Coronavirus update: North Carolina – Friday, May 8

We’re keeping track of the most up-to-date news about the coronavirus in North Carolina. Check back for updates.

REPORTED CASES AND DEATHS

At least 13,541 people in North Carolina have tested positive for the coronavirus, and 513 have died, according to state and county health departments.

On Thursday, the N.C. Department of Health and Human Services reported 639 new cases of the virus as more tests are administered. That’s the highest daily case total in the state and a jump from 502 the day before.

At least 525 North Carolinians were hospitalized with the virus on Thursday, up from 516 reported the day before. The rolling seven-day average of daily hospitalizations in the state was 514 as of Thursday.

STATE STARTS TO REOPEN

The first phase of Gov. Roy Cooper’s three-part plan to reopen North Carolina begins at 5 p.m. Friday.

Under Phase 1, the stay-at-home order will be modified to allow more businesses to reopen and people to take some nonessential trips. Residents must adhere to social distancing guidelines, and anyone who can work from home is encouraged to continue doing so.

Mecklenburg Health Director Gibbie Harris warned it will not be “business as usual.”

“This should not be seen as an opportunity to go back to business as usual — to hang out at the mall, to walk around, to stroll, and to shop,” Harris said Thursday afternoon during a news conference.

N.C. Governor Roy Cooper announces that the state will move into the first phase of the relaxation of coronavirus restrictions and orders starting Friday, May 8 at 5pm. 

GOP CONVENTION HEALTH EXPERT

Republican National Convention officials on Thursday said they hired a senior adviser for health and safety planning. Dr. Jeffrey Runge, a health expert with previous experience at Carolinas Medical Center and the Department of Homeland Security, will take on the role, The Charlotte Observer reported.

About 50,000 people are expected to come to Charlotte for the convention, which kicks off Aug. 24. Mecklenburg County, home to Charlotte, has reported the most coronavirus cases in the state.

WHITEWATER CENTER REOPENING

The U.S. National Whitewater Center in Charlotte is reopening with limited activities on Saturday.

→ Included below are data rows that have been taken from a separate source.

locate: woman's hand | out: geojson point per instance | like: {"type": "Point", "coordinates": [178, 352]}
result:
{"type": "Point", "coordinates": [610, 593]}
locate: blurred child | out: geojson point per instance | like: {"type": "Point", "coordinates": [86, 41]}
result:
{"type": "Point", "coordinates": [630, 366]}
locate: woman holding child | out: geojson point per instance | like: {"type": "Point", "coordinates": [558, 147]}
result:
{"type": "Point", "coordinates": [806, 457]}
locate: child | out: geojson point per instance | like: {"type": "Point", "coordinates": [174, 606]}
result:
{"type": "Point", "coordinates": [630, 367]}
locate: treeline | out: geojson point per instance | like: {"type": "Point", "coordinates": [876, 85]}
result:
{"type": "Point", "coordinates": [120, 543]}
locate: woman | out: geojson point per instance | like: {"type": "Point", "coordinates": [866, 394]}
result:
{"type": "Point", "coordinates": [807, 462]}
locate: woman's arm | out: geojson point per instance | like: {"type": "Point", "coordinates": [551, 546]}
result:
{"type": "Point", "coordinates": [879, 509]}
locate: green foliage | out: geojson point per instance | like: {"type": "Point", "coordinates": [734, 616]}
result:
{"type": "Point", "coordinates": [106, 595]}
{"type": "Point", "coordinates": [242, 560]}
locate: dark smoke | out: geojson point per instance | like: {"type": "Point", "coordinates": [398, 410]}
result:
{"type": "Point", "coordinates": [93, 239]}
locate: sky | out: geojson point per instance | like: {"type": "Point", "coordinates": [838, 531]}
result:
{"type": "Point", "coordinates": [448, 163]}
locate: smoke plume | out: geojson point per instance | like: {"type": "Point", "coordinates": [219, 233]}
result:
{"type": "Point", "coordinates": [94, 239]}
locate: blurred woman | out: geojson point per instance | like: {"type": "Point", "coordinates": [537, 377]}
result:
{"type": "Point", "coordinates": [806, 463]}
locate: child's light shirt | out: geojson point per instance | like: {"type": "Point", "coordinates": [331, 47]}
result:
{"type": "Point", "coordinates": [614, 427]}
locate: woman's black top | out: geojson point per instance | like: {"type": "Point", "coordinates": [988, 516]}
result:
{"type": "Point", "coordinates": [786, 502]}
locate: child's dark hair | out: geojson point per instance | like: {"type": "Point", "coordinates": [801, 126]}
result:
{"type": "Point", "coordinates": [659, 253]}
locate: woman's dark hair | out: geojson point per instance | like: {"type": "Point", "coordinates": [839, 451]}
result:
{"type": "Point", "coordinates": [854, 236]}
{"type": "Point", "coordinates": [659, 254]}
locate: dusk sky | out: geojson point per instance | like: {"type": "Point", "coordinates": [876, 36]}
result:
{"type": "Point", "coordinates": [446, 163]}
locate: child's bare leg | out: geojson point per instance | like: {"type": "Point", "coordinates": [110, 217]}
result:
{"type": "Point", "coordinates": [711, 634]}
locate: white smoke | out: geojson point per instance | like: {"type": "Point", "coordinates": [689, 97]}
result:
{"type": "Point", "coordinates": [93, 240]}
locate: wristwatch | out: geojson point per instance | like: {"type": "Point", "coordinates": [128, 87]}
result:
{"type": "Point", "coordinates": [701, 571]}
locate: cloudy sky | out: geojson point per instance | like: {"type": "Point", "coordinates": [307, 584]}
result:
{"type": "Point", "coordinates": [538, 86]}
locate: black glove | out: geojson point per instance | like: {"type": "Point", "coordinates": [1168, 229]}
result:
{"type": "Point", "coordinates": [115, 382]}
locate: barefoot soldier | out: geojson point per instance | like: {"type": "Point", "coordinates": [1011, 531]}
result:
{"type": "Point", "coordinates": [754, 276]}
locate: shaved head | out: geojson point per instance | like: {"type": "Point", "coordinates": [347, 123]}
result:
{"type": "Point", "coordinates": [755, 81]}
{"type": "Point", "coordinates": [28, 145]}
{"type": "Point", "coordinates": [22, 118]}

Mountain biking, flat water kayaking, stand-up paddle boarding and whitewater kayaking will be available, and trails will be open.

“All locations and activities will have very limited capacities and guests must adhere to social distancing requirements at all times,” the center says.

The U.S National Whitewater Center sees more than a million visitors each year ranging from young children to Olympic athletes. Visitors can partake in 30-plus outdoor activities including white water rafting, rock climbing and zip lining. 

NURSING HOME CASES

There are at least 83 coronavirus outbreaks at nursing homes and residential care facilities in North Carolina, and 250 people have died.

Here’s how areas of the Triangle have been affected, including Wake, Durham, Johnston, Orange, Franklin, Harnett, Chatham and Alamance counties.

North Carolina DHHS reports the number of COVID-19 coronavirus cases in nursing homes and congregate living centers in the state. Here are updates for centers in Wake, Durham, Johnston, Orange, Franklin, Harnett, Chatham and Alamance counties. 

BELK DETAILS REOPENING PLAN

Charlotte-based Belk will open more of its department stores in North Carolina as the state starts to roll back restrictions.

All 291 of its stores in 16 states were closed in March because of the coronavirus. The 64 North Carolina stores will open again on Monday, the Charlotte Observer reported.

NURSE FEATURED IN PBS DOCUMENTARY ON COVID-19

Allison Adams, a North Carolina native and Raleigh-based critical care transport nurse, sent her son to live with her parents in March when the pandemic hit. Her husband is a paramedic, and the pair felt he’d be safer with them.

Adams is one of three people featured in a new PBS “American Portrait” special called “In This Together,” which airs at 9 p.m. Friday.